Chuck E. Cheese, Applebee's Bamboozle Takeout Customers To Boost Orders
When thinking of Chuck E. Cheese, customers typically picture a giant performing mouse and a game room full of kids — not the pizza.
Given that, it shouldn’t be a surprise that the restaurant chain has lost a lot of business since it was forced to close its doors because of the coronavirus.
Due to the business loss, Charles Entertainment Cheese and his mouse band have resorted to unusual ways to drum up lost revenue.

Several “za” lovers across the country who thought they were supporting a new local bistro called “Pasqually’s Pizza & Wings” were shocked when they found out they’d been swindled by the iconic mouse.

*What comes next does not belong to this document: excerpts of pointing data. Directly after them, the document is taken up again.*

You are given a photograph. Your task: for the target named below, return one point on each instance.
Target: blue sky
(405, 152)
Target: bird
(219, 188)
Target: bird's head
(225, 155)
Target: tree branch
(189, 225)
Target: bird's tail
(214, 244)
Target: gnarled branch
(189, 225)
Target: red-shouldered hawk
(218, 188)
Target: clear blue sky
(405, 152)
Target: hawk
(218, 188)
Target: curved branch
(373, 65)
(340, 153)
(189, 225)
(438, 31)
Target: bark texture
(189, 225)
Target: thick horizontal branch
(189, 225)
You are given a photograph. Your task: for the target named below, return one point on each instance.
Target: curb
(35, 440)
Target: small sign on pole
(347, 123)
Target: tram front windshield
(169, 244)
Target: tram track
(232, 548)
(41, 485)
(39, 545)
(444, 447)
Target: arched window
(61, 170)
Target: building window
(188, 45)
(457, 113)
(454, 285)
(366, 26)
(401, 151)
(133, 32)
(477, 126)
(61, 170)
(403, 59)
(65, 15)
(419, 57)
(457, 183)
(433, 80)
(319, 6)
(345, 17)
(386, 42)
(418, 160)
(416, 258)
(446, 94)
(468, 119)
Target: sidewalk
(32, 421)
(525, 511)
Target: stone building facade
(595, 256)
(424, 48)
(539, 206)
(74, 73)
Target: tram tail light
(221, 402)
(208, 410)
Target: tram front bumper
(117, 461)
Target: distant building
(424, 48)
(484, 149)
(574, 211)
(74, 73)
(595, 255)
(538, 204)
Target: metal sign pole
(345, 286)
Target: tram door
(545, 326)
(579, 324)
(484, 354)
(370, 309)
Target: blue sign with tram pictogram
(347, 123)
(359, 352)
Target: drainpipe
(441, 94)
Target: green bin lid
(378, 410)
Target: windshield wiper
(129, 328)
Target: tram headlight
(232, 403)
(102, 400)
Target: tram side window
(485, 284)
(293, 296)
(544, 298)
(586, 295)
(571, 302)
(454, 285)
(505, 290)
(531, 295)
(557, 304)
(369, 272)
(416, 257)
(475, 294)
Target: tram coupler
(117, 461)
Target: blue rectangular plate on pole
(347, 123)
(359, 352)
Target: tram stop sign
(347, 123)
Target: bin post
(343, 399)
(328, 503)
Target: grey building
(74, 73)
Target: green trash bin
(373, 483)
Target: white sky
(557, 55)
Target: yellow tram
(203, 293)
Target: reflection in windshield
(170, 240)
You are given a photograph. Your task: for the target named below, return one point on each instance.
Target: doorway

Pasqually’s cover was blown after a West Philadelphia resident who thought she was supporting a local business caught onto the charade and posted it on Reddit.
“Tried to support local business via Grubhub tonight… Pasquallys pizza and wings ended up being an alias for Chuck E. Cheese. Well played,” the Reddit user posted.

According to Food & Wine, the pseudonym “Pasqually” comes from Chuck E. Cheese’s animatronic chef and drummer in Munch’s Make Believe Band.
Different locations of this “new hotspot” have popped up on different food delivery apps like Grubhub, Uber Eats and DoorDash throughout California, Illinois, Pennsylvania and Texas.
This new alias raises the question: What makes Pasqually’s pizza different from what you’d get from Chuck E. Cheese?
A Chuck E. Cheese spokesperson told NBC News’ “Today” that Pasqually’s pizza “features a thicker crust, extra sauce and new blends of cheeses and seasonings, giving consumers a more flavorful, more premium pizza experience.”
After word got out about the iconic birthday party location’s bogus restaurant, Chuck E. Cheese started trending on Twitter and most people found the scam to be quite humorous.
Chuck E. Cheese isn’t the only chain swindling customers into thinking one thing but getting another.
Applebee’s created a misleading listing called “Neighborhood Wings” and it didn’t sit well with some.
According to Food & Wine, unlike the Chuck E. Cheese rip-off, the new wing spot is listed as “Neighborhood Wings by Applebee’s” on food delivery apps and is available at nearly 750 locations.
Scott Gladstone, Applebee’s vice president of strategy and development, insisted that misleading customers was not the intention. Rather, the idea behind the name was to give them options that aren’t on the regular menu.
“We launched Neighborhood Wings by Applebee’s on GrubHub to make it even easier for guests to get their wings fix and to give us the opportunity to test out new items made for wing lovers that aren’t on our main menu,” Gladstone told “Today.”
With these two chains spicing things up a bit, who’s to say whether this incognito restaurant trend will continue through the rest of the pandemic?